When a person accepts a position in public service, wins election, or receives an appointment to public office — and when the person communicates about the business of the agency s/he serves — that person is no longer a private actor entitled to personal privacy protection for communications about public business on his public or private device or account.
The person steps into the arena of public service and forfeits, to a lesser or greater extent, his or her privacy interest in communications about that public service.
This does not mean that they can be compelled by the public agency they serve, much less an open records requester, to surrender their private cellphones or the password to their personal email account for an unrestricted search.
To the best of my knowledge, and to date, no one has offered a single example of a public servant who was forced to surrender his private cellphone or the password to his personal account – a false claim that was directly repudiated by the Court of Appeals in Kentucky Open Government Coalition v Kentucky Department of Fish and Wildlife Resources Commission.
“If you choose to create a public record on a personal device, you run the risk that, if somebody asks you, you’re gonna have to screenshot that text and hand it over.

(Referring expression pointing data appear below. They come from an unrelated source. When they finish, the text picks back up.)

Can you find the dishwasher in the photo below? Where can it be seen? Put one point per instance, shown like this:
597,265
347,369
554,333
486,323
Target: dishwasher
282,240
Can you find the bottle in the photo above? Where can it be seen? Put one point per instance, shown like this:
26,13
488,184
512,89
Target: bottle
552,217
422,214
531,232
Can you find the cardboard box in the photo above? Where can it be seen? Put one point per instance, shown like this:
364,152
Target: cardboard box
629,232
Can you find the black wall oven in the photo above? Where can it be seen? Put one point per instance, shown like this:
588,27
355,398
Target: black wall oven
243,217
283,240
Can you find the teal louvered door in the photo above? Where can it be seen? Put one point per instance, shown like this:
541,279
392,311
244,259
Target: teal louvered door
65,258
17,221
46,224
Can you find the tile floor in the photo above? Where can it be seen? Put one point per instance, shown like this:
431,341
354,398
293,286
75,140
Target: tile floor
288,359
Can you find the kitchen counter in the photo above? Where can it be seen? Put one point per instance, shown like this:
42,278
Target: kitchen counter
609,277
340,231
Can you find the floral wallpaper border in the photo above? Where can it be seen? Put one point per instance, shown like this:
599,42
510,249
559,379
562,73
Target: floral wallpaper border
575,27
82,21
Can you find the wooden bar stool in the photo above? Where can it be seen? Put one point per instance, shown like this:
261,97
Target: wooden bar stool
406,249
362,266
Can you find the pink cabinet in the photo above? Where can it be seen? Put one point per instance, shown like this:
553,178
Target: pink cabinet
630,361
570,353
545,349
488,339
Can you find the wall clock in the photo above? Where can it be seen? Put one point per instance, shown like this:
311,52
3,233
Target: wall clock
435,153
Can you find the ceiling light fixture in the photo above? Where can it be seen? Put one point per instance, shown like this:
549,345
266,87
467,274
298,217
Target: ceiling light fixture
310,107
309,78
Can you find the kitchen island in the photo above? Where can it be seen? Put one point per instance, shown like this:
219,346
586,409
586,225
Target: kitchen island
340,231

That's it,” media attorney Mike Abate said at Thursday’s committee meeting. “No one’s asking for intrusive searches of somebody’s devices.”
If, as Rep. Hodgson intimated in his remarks, it is the perception that open records requests that include communications about public business are "punitive," or are costing public agencies millions of dollars, that is actually driving this legislation, we can and should address that problem studiously, methodically, and with all stakeholders at the table, without “throwing the baby out with the bath water” by excluding communications about public business on private devices and accounts from the definition of public record, or prohibiting public agency search (as Abate describes) and production of those records.
House Bill 509 remains a proposal that drastically reduces the scope of the open records law by excluding the most common forms of communication about public business – emails, texts, and other electronic messaging – from its application. These have supplanted, as the sponsor correctly observed on March 7, what was formerly the most common form, namely, personal conversations and telephone calls. The fact that those old ways of doing business could not be monitored because no record documented them should not be a convincing argument for shielding public records that now do. Nor should it alter their status as public records.
A public record is a public record, though not all public records are open records. Some are shielded from inspection by one or more exceptions to the open records law. This provides another check on purported “fishing expedition.”
But erecting impenetrable barriers to access – short of some kind of proof of improper use of a private device and legal proceedings against the public user – by one proposed legislative change or another does not reassure us that the public’s right to know will not suffer an enormous setback in Kentucky.
More, not fewer, public servants will be driven to their private devices and personal accounts to conduct the public’s business upon passage of HB 509. Both the open records law, the open meetings law, and the public’s right to know will be the immediate casualties.
Even the committee substitute to HB 509, as Representative Tina Bojanowski observed in the March 7 committee meeting, “proceeds from the false belief that public business is not the public’s business if it is conducted on a private device or account.”
Hope remains, even as floor amendments begin to flood in, but it is growing dimmer.